Approximate Query Processing
Submitted by DEEPAK GOYAL (@zonker) on Saturday, 31 March 2018
Data Analysts are constantly exploring for various forms of data and searching for new insights to make better decisions for their businesses. Email marketing team at Walmart relies heavily on Customer Segmenter, an in-house tool, which figures out which customers are best suited for an email advertisement based on various attributes. Conducting these data analytics were very costly though, both in terms of time and cluster resources, where even a simple query could take minutes to hours to complete. Most of the time, it is challenging for the analysts to know if their query is going to give them the information they need until they actually run their query and see the results and quite often they have to modify their query several times but the good thing is they don’t need exact results.
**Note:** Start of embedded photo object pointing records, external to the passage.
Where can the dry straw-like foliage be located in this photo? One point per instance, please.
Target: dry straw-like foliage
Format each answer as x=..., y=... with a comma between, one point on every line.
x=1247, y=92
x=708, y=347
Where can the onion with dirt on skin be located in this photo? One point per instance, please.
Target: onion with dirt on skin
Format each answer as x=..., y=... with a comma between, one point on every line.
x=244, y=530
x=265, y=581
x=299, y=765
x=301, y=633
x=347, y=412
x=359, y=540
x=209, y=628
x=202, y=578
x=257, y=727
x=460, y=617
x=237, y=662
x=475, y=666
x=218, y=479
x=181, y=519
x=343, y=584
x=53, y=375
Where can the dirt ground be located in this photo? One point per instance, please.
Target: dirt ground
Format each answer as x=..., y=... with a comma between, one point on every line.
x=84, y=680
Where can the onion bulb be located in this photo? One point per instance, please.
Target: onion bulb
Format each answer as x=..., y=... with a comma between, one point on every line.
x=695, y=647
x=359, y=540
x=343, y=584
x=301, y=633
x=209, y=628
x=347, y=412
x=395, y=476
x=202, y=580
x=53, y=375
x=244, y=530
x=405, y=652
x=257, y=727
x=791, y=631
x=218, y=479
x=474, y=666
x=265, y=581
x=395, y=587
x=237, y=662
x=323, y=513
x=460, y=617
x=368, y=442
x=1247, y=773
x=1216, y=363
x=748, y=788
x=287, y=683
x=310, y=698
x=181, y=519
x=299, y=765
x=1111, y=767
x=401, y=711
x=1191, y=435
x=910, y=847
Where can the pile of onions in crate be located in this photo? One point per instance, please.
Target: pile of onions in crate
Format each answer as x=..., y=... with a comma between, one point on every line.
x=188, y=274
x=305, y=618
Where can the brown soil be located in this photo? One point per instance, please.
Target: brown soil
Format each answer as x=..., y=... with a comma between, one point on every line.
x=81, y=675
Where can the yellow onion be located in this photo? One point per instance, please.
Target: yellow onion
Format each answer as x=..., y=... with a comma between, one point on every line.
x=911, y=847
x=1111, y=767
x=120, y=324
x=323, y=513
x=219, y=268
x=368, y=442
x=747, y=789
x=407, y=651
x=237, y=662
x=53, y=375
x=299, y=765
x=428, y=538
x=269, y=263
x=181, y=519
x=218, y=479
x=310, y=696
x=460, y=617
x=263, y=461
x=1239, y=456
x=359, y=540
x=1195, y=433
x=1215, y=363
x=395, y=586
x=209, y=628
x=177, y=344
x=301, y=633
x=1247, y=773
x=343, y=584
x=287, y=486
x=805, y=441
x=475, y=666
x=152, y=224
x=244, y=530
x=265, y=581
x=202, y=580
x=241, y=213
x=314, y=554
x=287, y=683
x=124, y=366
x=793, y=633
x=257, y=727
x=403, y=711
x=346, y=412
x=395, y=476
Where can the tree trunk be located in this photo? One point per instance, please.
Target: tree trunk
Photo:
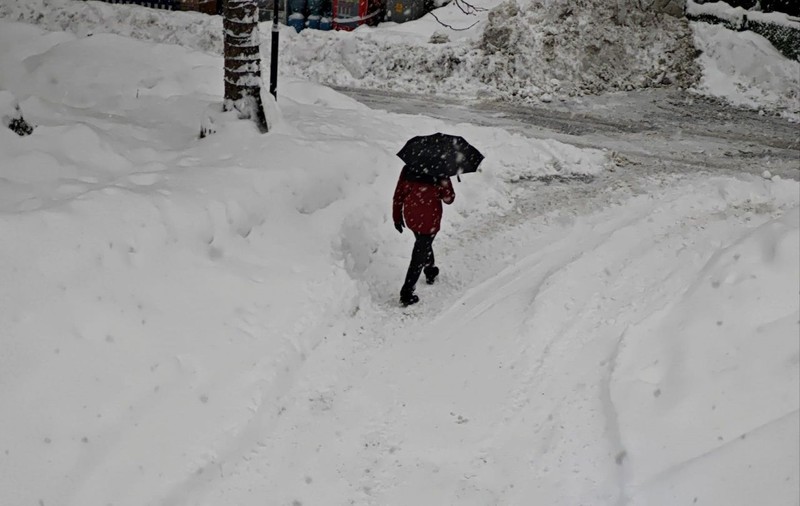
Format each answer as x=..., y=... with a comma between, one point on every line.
x=243, y=61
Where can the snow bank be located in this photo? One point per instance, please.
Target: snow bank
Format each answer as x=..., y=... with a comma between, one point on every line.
x=745, y=69
x=159, y=292
x=712, y=381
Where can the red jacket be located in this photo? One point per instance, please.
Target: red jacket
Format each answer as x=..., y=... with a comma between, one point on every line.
x=420, y=203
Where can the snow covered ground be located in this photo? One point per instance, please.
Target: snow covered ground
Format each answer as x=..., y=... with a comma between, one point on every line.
x=529, y=51
x=213, y=322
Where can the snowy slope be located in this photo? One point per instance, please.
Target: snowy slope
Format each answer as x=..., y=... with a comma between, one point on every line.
x=214, y=321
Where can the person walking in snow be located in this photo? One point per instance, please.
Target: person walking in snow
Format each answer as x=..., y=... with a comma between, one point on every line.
x=417, y=204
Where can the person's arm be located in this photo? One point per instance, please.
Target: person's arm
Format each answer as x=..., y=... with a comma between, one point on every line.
x=446, y=191
x=397, y=205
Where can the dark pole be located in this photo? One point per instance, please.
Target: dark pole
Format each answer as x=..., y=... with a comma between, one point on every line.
x=273, y=62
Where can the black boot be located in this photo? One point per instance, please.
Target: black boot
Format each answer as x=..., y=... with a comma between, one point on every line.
x=431, y=272
x=408, y=297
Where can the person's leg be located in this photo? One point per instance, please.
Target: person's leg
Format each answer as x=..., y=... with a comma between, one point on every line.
x=419, y=259
x=431, y=271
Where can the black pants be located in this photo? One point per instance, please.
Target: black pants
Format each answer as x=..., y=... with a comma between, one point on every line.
x=421, y=257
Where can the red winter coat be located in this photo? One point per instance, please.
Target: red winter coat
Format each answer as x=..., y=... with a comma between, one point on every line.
x=420, y=203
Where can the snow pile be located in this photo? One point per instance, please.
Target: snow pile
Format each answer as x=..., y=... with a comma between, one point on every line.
x=745, y=69
x=509, y=52
x=215, y=321
x=159, y=291
x=188, y=29
x=713, y=380
x=592, y=47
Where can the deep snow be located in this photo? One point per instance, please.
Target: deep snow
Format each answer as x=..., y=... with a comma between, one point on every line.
x=530, y=51
x=214, y=321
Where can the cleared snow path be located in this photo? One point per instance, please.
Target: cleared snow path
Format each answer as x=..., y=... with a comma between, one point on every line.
x=503, y=385
x=214, y=322
x=669, y=129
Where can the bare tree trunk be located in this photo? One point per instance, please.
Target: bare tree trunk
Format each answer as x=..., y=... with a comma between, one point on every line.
x=243, y=61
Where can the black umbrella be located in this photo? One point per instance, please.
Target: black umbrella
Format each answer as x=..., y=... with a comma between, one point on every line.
x=440, y=155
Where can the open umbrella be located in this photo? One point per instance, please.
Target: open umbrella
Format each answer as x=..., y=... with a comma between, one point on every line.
x=440, y=155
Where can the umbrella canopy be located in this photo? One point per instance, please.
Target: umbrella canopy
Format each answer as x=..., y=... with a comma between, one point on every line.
x=440, y=155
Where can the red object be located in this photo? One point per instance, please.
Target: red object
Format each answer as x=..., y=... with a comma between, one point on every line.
x=421, y=203
x=349, y=14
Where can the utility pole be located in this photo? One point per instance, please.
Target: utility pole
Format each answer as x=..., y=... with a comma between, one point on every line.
x=273, y=61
To save marketing team from this painstaking experience, we use Verdict, a next generation query processor, which can save 100x-200x computational costs of your existing cluster. Verdict provides an immediate answer that is 99.9% accurate where as our analysts were okay with an error bound of five percent. An immediate results helps our analysts whether to go ahead and run the full query or modify their query to better fit an email campaign. Verdict is compatible with all existing SQL based databases and big data engines like Hive and spark for example.
- Intro Slide
- About me.
- Data Analytics
- Email Marketing at Walmart
- Problem Statement: Conducting data analytics is time and resource consuming job. Most of the time the analysts don’t even know if their query is going to give them the information they need until they actually run their query and see the results and quite often they have to modify their query several times. An approximate result would have helped them making an early decision.
- Introduction to VerdictDB
- Compatibility with existing SQL engines
- Features of Verdict
I’m sharing my experiences I’ve had at Walmart to solve a problem of long-running, resource consuming and often futile queries of Customer Segmentation faced by our Email Marketing team. Currently, I’m working on a in-house distributed database/streaming platform based on top of Kafka Streams for Walmart.